Recently, Large Language Model based Autonomous system(LLMAS) has gained great popularity for its potential to simulate complicated behaviors of human societies. One of its main challenges is to present and analyze the dynamic events evolution of LLMAS. In this work, we present a visualization approach to explore detailed statuses and agents' behavior within LLMAS. We propose a general pipeline that establishes a behavior structure from raw LLMAS execution events, leverages a behavior summarization algorithm to construct a hierarchical summary of the entire structure in terms of time sequence, and a cause trace method to mine the causal relationship between agent behaviors. We then develop AgentLens, a visual analysis system that leverages a hierarchical temporal visualization for illustrating the evolution of LLMAS, and supports users to interactively investigate details and causes of agents' behaviors. Two usage scenarios and a user study demonstrate the effectiveness and usability of our AgentLens.
Paper Structure (37 sections, 5 equations, 12 figures)
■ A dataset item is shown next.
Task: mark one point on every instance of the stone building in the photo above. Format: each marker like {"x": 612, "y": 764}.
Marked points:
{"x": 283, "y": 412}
This paper contains 37 sections, 5 equations, 12 figures.

Figures (12)

  • Figure 1: The user interface of AgentLens comprises three views. The Outline View (A) displays the trajectory of each agent using different colored curves, enabling users to identify significant patterns or event summarization during the evolution of LLMAS. By clicking on a time step in each curve, users can further investigate it in the Agent View (B). It allows users to progressively reveal agent event information and trace the cause of specific agent behavior. The Monitor View (C) automatically adjusts the graphical representation of LLMAS based on the user's current point of interest.
  • Figure 2: The common architecture abstracted from existing LLMAS consists of four layers: system states, agents, tasks, and operations.
  • Figure 3: The workflow of our approach consists of three major steps. (A) Collect raw execution log of events from the LLMAS evolution process. (B) Establish a behavior structure with hierarchical summarization and a cause trace method. (C) Provide an interactive user interface for visual exploration and analysis.
  • Figure 4: The behavior structure is established through a three-step pipeline: (A) We organize raw events into behaviors, (B) summarize and segment behaviors for an agent, and (C) trace causal relationships among behaviors.
  • Figure 5: The agent behavior is summarized in four stages: (A) Raw Events: acquire raw events from the logs to detail the occurrences involving the agent along the timeline, including the agent's location, actions, memory, and conversations. (B) Description Generation: organize the raw events and employ models such as LLMs to generate concise descriptions of the behaviors. (C) Behavior Embedding: translate the behavior descriptions into a sequence of textual embedding vectors. (D) Timeline Segmentation: involve the detection of change points within the sequence of behavior vectors, followed by the corresponding segmentation of the agent's timeline.